Acharnés à détruire la droite classique, dans l'espoir, sans doute un peu vain, de la supplanter, les dirigeants, les inspirateurs, les manipulateurs et les conseilleurs de ces campagnes ont constamment cherché à récupérer pour eux-mêmes les électorats supposés "chevénementistes", "souverainistes", et pourquoi pas "gaullistes"(3)⇓, qualifiés pour la circonstance de "patriotes". Un concept trop connu : dans le passé il a désigné, sous la Terreur jacobine, entre 1792 et 1795, les braves gens qui noyaient les Nantais dans la Loire et s'employaient à exterminer les Vendéens. En 1944-1945 il a servi à exalter les hommes de main du parti communiste.
Le référendum de 2005 les aura induits dans cette impasse, alors qu'ils y servirent surtout à une campagne de gauche : les "non" de 2005 venaient aux 2/3 de la tendance du parti socialiste qui misait sur la défaite des chiraquiens. Seulement le 1/3 restant venait de la droite. Croyant dès lors, proclamant même avec jubilation, à partir de cette date que "l'Europe de Jean Monnet est morte" tout ceci pour le plus grand profit de la gauche, ils ont continué tels des zombies leur marche vers l'abîme.
L'outrecuidance, l'incompétence évidente, et par-dessus tout l'ignorance, de la prestation imposée aux spectateurs du débat télévisuel ont achevé d'enfoncer, 12 ans plus tard, le camp qui avait adopté cette grille d'analyse et la stratégie de communication correspondante.
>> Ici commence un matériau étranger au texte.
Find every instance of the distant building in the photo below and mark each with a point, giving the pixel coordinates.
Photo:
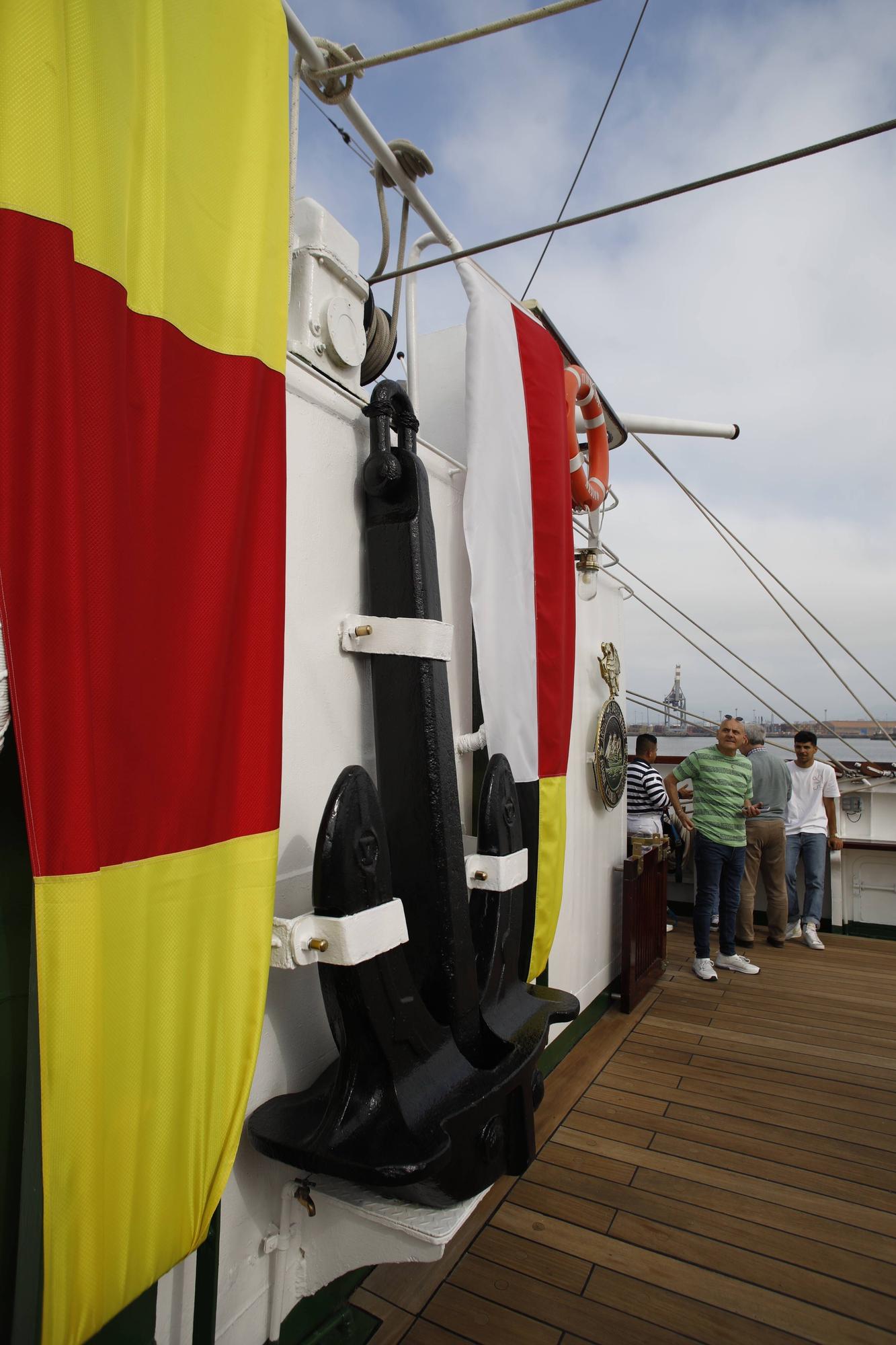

On peut expliquer cela par un affreux complot. On peut aussi y voir l'effet victorieux du coefficient C, auquel les historiens ne pensent jamais assez. C comme bêtise.
JG Malliarakis
Apostilles
- Hormis, bien sûr, la Première armée française et la division Leclerc. Mais, infestée de Français d'Algérie, la Première armée ne témoignait-elle pas, à en croire le nouveau p. d la r., du "crime contre l'Humanité" ? ⇑
- Stratégie que je dénonçai dans mon petit livre "La Droite la plus suicidaire du monde" ⇑
- Rappelons qu'en septembre 1971 la déclaration fondatrice du front national considérait que "le gaullisme a vendu la France en viager au parti communiste". ⇑
Vous faites bien de mettre le doigt sur les ambiguïtés de la revendication patriote. Le patriotisme déclaré du Front national rappelle beaucoup celui, frelaté, du Parti communiste. Faut-il souligner l'avilissante soumission du Front national aux intérêts de la Russie, elle aussi dans la droite ligne de son douteux ancêtre ?
Quant à la Révolution française, la "vraie droite" rappelle, à juste titre, à quel point elle fut un épisode de tyrannie et de massacres. Le réactionnaire est d'autant plus républicano-méfiant que les prétendues "valeurs républicaines" servent de justification à tout et n'importe quoi.
Cependant, les "souverainistes" prétendent, simultanément, défendre le petit peuple. Petit peuple qui ne fut pas pour rien dans les horreurs de la Révolution française... A voir l'explosion de haine et de bassesse qui a accompagné l'intoxication des "comptes de Macron aux îles Caïmans" et des "Macron Leaks", on se dit, finalement, que ceux qui déversaient ainsi des tombereaux d'ordure sur Macron, dans les dernières heures de la campagne, n'étaient pas si différents du "petit peuple" de 1793, qui réclamait si fort son lot de têtes coupées.